Parution 01.06.2014  - Lettre 55

Plus c'est lourd, plus ça passe ; ou ça casse

 

Voici un cas qui dure depuis un certain temps et  qui nous a été soumis de manière argumentée en 2013. Comme il s'agissait d'un cas "lourd", nous avons procédé comme nous le faisons depuis dix ans maintenant dans ce type de situation : en prenant des précautions et du temps.

Pourquoi est-ce un cas "lourd" ? Parce que le/a présumé/e plagieur/seuse est actuellement vice-président/e recherche d'une université de plus de 18' 000 étudiants. Il/elle est professeur/e de classe exceptionnelle en France. 

Notre propos n'ayant jamais été la "chasse au plagieur", mais bien la compréhension d'un phénomène qui touche notre société académique, nous avons pris soin de travailler de manière factuelle sans identification des acteurs. Voir notre Méthode des cas

Dès lors, nous avons appliqué strictement les procédures que nous préconisons pour l'instruction d'un dossier sensible.

a - Trouver des experts de la discipline qui soient d'accord pour conduire une analyse détaillée de documents.

b -  S'assurer qu'ils se plient à nos processus d'investigation. Dans ce cas ce fut facile, car la discipline relevant de l'histoire, tous les chercheurs ont les compétences pour conduire des analyses de texte et pour retrouver les sources.

c - Donner à un expert une publication récente (voir ci-dessous analyse 1) afin d'analyser le mode opératoire. Rappelons que les plagieurs ont toujours le même mode opératoire, relevant des profils de délinquants que nous avions identifiés. Or, la lecture de ce premier rapport d'analyse portant sur un texte de 2010 nous a conduit à suspecter que nous étions en présence d'actes assez répétitifs et non isolés.

d - Nous avons donc demandé à un de nos expert d'identifier un ancien document pour vérifier que nous retrouverions bien des indices d'habitudes, comme nous l'avons proposé dans nos analyses. L'analyse 2, voir ci-dessous, porte sur un document de 1994, correspondant à une pièce majeure du dossier d'HDR. Cette deuxième analyse, indépendante, identifia environ 40% de plagiat avec une assez grande proportion de reprises intégrales d'éléments non reliés à leur origine, alors même que le Web commençait à s'ouvrir largement.

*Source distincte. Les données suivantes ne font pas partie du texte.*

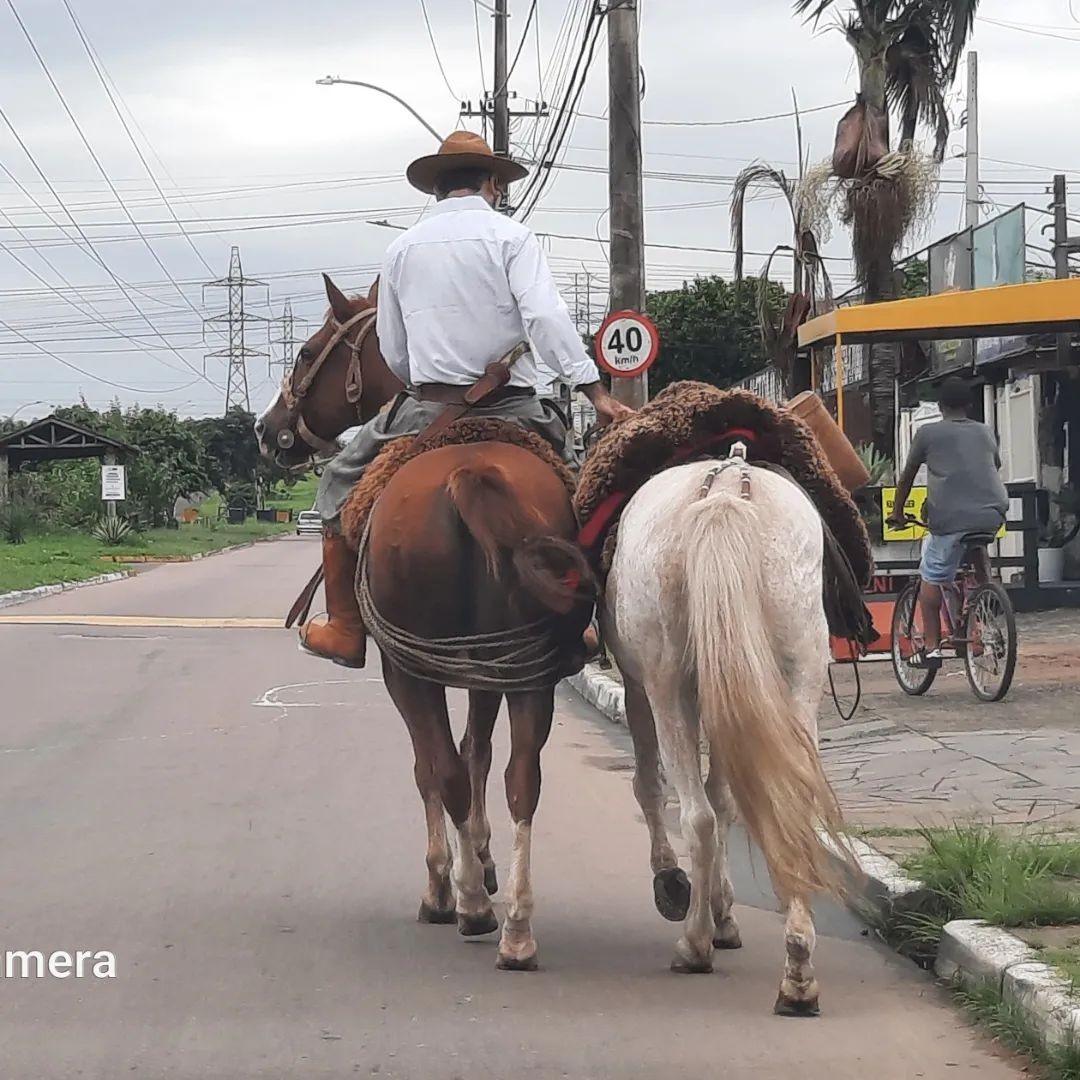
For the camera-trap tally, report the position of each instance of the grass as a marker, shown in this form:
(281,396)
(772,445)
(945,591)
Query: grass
(54,557)
(1010,1026)
(1066,960)
(977,873)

e - Il ne restait plus dès lors qu'à identifier l'évolution du mode opératoire au cours du temps, ce qui fut réalisé avec l'analyse d'un chapitre de livre publié en 2005 (analyse 3). A ce point, le copié-collé se transforme de plus en plus en paraphrase, non identifiable par les logiciels de détection habituels. Le copié-collé cotoie, semble-t-il, la paraphrase.

f - Une fois l'analyse reçue des experts, il s'agit de la valider auprès d'un spécialiste de la thématique. D'une part, au niveau du choix des écrits, d'autre part au niveau de la conformité des éléments retenus par les experts. Il apparait que, parmi les productions qui jalonnent un cheminement en 20 ans, le choix a été fait d'articles ou de livres importants pour la carrière d'un universitaire historien en France, et dont le référencement était le plus important possible. Les élémenst factuels retenus parurent probants. Seule la quantité exacte de texte posant problème restait à déterminer.

g - L'étape suivante consiste à soumettre les éléments réunis par nos experts à la lecture de la communauté scientifique concernée - ici l'histoire - afin que chacun puisse se faire une opinion, compléter les données, réagir. Ainsi en est-il de notre méthode de travail interactionniste. Bien entendu, pour éviter toute partialité, nous avons demandé que la très grande majorité des actifs de cette discipline des quatre principaux pays francophones (France, Suisse, Belgique, Québec) reçoivent notre courrier (Lettre 55) et pourraient constater le sérieux des expertise et à leur tour analyser ce cas. L'inscription est, à cet effet, libre depuis 2004 (la désinscription aussi bien sûr). C'est le fondement même de notre philosophie collaborative. 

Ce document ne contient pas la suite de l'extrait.